Inspiring young doctors: the beginning of the change

Anatomy 2019

(Nhia Moua, Unsplash)

This article was exclusively written for The European Sting by Ms. Mayumi Cavalcante Hashiguchi, a third year medical student of University Center São Lucas – UniSL from a small city of Brazil named Porto Velho which is the capital of Rondônia, a state in the north of the country, located in Western Amazonia. She is affiliated to the International Federation of Medical Students Associations (IFMSA), cordial partner of The Sting. The opinions expressed in this piece belong to the writer and do not necessarily reflect IFMSA’s view on the topic, nor The European Sting’s one.


Primary healthcare (PHC) is the health system’s basis and the gateway for doctors and medical students. It performs the first level of healthcare by involving outpatient services, prevention and intervention with the community. When well applied and evaluated, PHC has a significant amount of results as the decrease of diseases complications and hospital admissions.

In spite of being one of the most important topics on health area, PHC does not have a guarantee of good financial return as other specializations such as cardiology because it is not so recognized and valued. Unfortunately, it is a neglected area in the health system because most doctors want to work in specializations to their liking and start their careers. Hence, there are fewness qualified professionals working on PHC.

Another reason for the low amount of professionals interested in this area is the lack of investments provided by the government, especially in equipment and infrastructure. This is the scenario of Brazil and others developing countries.

The focus should be on how to inspire young health workforce to get a job on PHC and work for the community. A good beginning is to show the medical students the value of PHC by inserting them on this area, not to mention the consequences of an application in practice.

Furthermore, the secret beyond the garden is to have a good team-work with trained and deployed professionals who want to work for the community and want to promote a better future. Therefore, it is necessary to invest in transformative actions such as a better recognition to the PHC specialists.

Another relevant point is to listen to the community and balance the perceived needs besides put an expert in the management of the health establishment. In summary, the topics mentioned above should be addressed and taught.
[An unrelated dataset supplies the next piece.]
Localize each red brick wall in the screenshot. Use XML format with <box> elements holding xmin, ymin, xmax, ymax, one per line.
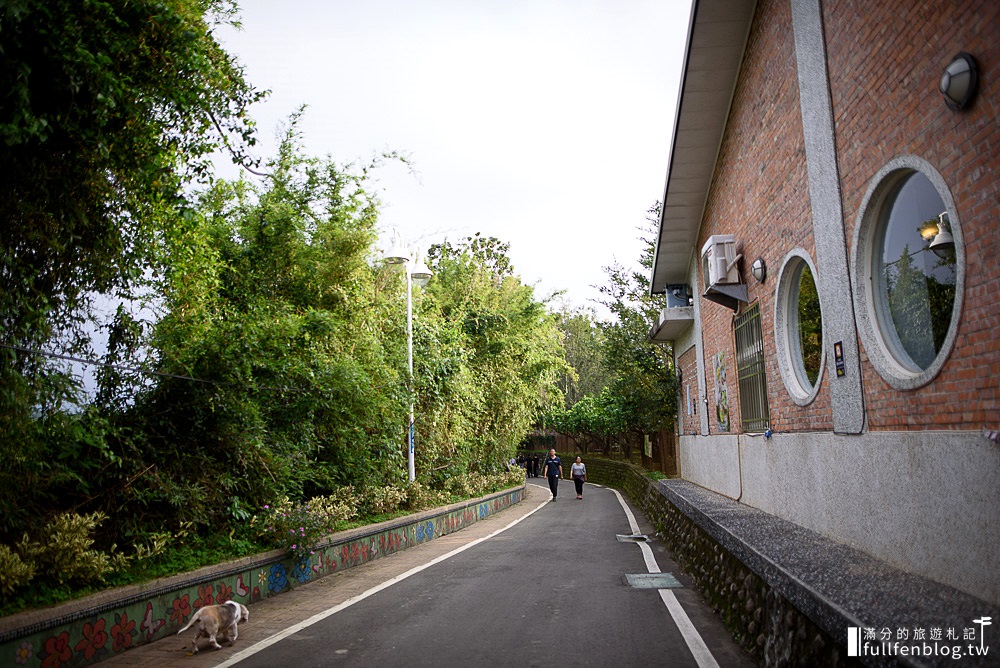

The change begins by teaching newly graduates how to work in PHC and how to be more empathetic to the local population, thus providing better health care.

About the author

Mayumi Cavalcante Hashiguchi, a third year medical student of University Center São Lucas – UniSL from a small city of Brazil named Porto Velho which is the capital of Rondônia, a state in the north of the country, located in Western Amazonia. She is a member of IFMSA-Brazil (International Federation of Medical Students’ Associations of Brazil) since the first half of 2017. She studies at a private university with a scholarship. When graduated, she dreams to be a neurosurgeon. Mayumi is a 20-year-old girl who loves to travel and is a compulsive reader.